General Douglas MacArthur, the Allied powers representative
2 September 1945
Surrender of Japan
On 2 September 1945, the Empire of Japan formally surrendered to the Allied powers on board the USS Missouri. Over 100 Allied warships and submarines were present that day in Tokyo Bay. The Allied powers were represented by General Douglas MacArthur, Supreme Allied Commander. This photograph, from the Army Signal Corps Collection in the US National Archives shows the Japanese side, represented by Foreign Minister Shigemitsu Mamoru (front row, top hat) as civilian plenipotentiary and General Yoshijiro Umezu (standing next to him on the right), Chief of the Imperial Japanese Army General Staff.
Both men were later tried by the International Military Tribunal for the Far East and found guilty of war crimes. General Umezu received a life sentence and died in prison four years after this photograph was taken, while Shigemitsu received a far lighter sentence of seven years due to his documented opposition to Japan's involvement in World War Two and the mistreatment of Allied POWs (after his release he later served again as Japan's Foreign Minister).

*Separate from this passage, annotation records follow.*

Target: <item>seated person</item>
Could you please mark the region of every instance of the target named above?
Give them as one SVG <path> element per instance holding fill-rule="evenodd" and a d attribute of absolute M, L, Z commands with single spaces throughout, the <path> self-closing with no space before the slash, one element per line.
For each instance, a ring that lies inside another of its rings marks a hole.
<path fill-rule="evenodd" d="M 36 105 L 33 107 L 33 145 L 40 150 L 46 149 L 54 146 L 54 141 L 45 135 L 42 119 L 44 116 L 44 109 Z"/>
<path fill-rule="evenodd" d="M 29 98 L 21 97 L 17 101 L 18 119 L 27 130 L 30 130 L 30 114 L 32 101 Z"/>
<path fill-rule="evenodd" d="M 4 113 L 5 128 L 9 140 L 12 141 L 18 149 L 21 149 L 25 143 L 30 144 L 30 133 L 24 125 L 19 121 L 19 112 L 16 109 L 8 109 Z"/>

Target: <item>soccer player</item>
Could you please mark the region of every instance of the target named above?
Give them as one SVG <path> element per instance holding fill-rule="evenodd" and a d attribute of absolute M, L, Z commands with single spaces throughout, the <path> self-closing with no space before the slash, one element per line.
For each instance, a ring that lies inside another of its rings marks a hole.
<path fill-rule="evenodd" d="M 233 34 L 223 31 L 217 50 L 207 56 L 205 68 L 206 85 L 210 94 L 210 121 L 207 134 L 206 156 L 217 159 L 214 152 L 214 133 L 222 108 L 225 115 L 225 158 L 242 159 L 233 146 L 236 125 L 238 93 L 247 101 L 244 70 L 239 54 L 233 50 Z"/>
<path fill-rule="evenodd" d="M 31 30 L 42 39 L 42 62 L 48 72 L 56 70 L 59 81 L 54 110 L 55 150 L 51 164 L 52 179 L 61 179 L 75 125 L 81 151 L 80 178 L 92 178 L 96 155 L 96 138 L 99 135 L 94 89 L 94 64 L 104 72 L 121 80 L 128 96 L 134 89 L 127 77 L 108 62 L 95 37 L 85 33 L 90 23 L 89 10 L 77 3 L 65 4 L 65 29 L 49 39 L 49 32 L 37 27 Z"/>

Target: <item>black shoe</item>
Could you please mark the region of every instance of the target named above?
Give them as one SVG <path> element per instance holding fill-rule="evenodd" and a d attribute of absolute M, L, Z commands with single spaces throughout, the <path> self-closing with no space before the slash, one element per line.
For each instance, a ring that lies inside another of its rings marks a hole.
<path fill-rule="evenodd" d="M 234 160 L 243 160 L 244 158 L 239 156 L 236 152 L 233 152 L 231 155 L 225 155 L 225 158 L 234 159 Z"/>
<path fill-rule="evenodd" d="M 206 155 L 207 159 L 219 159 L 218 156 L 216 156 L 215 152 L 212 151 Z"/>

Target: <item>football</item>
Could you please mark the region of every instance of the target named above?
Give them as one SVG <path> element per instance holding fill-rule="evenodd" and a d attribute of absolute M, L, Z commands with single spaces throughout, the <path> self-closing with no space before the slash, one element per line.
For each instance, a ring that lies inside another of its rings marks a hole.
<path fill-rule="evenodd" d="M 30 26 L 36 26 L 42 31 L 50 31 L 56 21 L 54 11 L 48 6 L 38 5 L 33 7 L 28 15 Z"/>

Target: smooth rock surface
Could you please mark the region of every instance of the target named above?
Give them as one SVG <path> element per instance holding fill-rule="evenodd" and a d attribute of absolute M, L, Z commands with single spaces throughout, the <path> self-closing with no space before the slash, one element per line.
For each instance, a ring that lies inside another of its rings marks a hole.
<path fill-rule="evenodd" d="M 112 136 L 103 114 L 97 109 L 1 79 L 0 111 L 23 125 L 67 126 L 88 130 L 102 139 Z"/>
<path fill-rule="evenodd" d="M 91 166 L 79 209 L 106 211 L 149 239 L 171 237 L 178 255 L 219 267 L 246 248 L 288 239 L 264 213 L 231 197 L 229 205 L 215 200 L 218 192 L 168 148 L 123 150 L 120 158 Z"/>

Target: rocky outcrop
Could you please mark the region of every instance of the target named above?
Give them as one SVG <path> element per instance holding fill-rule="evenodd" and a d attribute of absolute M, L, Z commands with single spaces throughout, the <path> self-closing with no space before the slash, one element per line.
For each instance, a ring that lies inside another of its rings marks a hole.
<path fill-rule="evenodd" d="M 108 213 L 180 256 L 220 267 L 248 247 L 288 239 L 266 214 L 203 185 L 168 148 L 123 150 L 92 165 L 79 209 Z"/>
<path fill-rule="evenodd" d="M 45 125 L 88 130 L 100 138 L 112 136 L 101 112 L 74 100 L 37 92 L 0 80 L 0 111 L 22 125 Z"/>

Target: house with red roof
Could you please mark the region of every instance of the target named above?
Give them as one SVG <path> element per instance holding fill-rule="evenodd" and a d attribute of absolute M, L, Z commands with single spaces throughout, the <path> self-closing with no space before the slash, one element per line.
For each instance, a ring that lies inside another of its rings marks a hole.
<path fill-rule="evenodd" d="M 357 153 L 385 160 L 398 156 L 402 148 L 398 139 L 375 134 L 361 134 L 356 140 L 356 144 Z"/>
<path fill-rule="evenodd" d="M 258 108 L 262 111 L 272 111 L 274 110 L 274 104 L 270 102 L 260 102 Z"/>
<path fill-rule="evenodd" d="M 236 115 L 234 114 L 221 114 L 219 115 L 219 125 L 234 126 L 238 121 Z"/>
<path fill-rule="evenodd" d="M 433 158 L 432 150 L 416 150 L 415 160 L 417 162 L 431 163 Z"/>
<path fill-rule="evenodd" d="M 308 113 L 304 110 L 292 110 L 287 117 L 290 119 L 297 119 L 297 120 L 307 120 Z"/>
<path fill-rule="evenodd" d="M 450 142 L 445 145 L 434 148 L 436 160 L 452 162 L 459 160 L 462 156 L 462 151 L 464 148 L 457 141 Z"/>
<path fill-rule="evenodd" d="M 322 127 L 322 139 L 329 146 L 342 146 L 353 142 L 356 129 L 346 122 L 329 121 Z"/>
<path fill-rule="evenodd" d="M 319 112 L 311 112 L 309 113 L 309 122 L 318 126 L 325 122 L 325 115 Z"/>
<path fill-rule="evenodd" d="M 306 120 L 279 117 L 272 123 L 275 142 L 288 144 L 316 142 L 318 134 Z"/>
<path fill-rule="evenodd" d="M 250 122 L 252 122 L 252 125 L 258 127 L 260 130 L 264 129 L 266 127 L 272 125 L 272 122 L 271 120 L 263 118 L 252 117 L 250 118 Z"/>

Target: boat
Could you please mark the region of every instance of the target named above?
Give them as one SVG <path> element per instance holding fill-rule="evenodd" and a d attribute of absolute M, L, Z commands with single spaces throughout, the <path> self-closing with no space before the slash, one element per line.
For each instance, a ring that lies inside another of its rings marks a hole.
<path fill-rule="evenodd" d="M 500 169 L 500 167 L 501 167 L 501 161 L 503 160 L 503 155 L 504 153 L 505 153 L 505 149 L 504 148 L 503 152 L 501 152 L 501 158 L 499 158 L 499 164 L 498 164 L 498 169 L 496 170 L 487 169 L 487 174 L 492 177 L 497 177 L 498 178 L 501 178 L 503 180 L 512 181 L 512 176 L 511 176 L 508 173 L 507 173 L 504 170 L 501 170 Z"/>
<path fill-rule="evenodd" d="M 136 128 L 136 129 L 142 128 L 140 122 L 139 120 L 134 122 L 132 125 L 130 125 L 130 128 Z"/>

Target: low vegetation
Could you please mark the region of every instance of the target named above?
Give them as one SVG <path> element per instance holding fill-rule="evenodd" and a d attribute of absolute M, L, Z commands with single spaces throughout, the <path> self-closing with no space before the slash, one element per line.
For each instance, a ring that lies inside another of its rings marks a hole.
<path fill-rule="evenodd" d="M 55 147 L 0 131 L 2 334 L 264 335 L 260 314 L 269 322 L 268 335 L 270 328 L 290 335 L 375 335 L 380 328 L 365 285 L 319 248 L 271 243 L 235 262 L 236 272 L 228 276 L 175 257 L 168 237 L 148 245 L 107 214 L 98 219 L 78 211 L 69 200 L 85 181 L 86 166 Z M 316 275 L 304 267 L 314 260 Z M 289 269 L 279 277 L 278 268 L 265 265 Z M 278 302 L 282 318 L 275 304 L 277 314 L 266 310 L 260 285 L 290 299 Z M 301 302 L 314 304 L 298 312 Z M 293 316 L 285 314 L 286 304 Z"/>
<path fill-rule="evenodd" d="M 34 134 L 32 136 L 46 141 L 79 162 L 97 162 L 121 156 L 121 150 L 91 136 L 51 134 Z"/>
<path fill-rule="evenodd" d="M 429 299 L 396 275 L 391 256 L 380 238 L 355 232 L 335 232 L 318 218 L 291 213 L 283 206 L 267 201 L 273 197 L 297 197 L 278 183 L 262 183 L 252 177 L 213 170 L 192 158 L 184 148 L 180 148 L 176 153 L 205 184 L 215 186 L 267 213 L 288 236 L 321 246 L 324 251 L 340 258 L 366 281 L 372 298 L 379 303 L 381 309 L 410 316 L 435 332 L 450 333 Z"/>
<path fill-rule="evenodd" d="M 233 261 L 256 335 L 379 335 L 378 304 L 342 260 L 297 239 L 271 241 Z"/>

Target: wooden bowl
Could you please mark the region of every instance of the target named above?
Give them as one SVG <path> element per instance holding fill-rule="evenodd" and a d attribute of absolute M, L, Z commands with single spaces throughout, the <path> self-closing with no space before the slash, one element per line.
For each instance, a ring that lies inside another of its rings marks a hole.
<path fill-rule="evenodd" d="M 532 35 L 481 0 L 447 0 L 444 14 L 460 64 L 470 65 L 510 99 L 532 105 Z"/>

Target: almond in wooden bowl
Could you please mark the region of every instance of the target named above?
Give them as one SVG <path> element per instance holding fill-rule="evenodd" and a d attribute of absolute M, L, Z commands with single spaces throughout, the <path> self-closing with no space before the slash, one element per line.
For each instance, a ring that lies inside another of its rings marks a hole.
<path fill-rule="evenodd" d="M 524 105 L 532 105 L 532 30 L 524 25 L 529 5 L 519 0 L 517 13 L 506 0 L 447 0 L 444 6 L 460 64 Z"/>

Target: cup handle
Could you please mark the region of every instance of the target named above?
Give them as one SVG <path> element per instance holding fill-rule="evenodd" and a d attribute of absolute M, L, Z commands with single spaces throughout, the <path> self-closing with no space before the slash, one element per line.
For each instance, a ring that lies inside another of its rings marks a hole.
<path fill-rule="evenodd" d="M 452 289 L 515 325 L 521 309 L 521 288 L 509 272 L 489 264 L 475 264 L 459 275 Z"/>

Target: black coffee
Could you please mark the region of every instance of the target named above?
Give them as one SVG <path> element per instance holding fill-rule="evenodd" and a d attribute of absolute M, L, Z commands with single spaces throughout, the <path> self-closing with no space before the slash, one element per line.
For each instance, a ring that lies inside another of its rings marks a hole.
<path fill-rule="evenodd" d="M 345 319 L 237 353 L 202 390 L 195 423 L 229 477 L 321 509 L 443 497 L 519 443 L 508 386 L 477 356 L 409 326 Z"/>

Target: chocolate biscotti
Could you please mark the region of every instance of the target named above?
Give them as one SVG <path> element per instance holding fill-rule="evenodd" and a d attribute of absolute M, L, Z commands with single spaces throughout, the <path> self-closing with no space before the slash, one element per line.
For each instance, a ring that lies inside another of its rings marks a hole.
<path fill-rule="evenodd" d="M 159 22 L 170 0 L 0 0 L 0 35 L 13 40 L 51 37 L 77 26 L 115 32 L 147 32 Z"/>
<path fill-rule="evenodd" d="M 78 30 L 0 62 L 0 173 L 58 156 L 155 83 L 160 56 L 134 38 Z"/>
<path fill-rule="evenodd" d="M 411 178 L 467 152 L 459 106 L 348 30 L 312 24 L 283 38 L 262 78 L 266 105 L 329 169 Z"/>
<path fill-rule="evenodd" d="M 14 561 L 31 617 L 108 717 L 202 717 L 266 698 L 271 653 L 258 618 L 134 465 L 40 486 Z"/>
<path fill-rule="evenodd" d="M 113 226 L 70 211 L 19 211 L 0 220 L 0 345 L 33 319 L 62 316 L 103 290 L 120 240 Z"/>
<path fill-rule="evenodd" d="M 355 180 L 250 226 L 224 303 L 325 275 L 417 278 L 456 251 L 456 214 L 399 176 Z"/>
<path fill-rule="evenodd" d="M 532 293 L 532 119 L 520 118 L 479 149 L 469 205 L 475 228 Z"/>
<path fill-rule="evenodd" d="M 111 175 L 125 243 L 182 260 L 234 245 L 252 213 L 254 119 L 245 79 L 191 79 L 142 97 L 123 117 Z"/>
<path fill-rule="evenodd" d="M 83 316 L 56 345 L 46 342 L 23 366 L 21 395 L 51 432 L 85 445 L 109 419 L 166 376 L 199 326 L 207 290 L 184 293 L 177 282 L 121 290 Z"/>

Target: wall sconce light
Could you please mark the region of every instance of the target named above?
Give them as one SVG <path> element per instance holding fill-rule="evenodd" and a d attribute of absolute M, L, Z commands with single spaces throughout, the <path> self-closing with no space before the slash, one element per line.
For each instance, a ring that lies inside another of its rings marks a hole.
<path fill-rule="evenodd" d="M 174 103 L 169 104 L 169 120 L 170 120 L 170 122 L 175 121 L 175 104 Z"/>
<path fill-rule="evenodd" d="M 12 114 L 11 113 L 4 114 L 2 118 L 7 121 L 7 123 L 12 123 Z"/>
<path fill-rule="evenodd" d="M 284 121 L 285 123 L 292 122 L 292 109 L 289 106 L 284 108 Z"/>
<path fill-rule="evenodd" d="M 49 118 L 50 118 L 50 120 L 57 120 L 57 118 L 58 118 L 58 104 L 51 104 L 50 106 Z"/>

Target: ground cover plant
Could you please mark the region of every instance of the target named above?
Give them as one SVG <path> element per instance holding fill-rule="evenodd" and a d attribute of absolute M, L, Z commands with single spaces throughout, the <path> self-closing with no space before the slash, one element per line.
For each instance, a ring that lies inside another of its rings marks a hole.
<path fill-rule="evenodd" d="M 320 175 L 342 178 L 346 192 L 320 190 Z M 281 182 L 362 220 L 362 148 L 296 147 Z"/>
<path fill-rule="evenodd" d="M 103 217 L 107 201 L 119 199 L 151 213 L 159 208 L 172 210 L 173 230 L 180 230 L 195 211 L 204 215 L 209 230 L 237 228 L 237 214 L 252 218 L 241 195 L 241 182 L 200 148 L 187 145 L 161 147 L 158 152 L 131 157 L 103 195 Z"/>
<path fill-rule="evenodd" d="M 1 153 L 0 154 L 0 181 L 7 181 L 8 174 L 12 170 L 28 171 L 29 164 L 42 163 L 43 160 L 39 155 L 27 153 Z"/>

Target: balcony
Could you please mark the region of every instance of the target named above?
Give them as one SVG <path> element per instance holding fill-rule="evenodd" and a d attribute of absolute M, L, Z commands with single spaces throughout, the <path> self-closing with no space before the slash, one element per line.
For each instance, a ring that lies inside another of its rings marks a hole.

In Burma three days earlier, on 30 August, the local surrender was negotiated with General Heitarō Kimura, Japan's Commander of the Burma Area Army. The Japanese were then headquartered in Moulmein with 70,000 troops, having evacuated Rangoon in April. General Kimura was also tried by the same tribunal and received a sentence of death by hanging. He was executed at Sugamo Prison in Tokyo in 1948.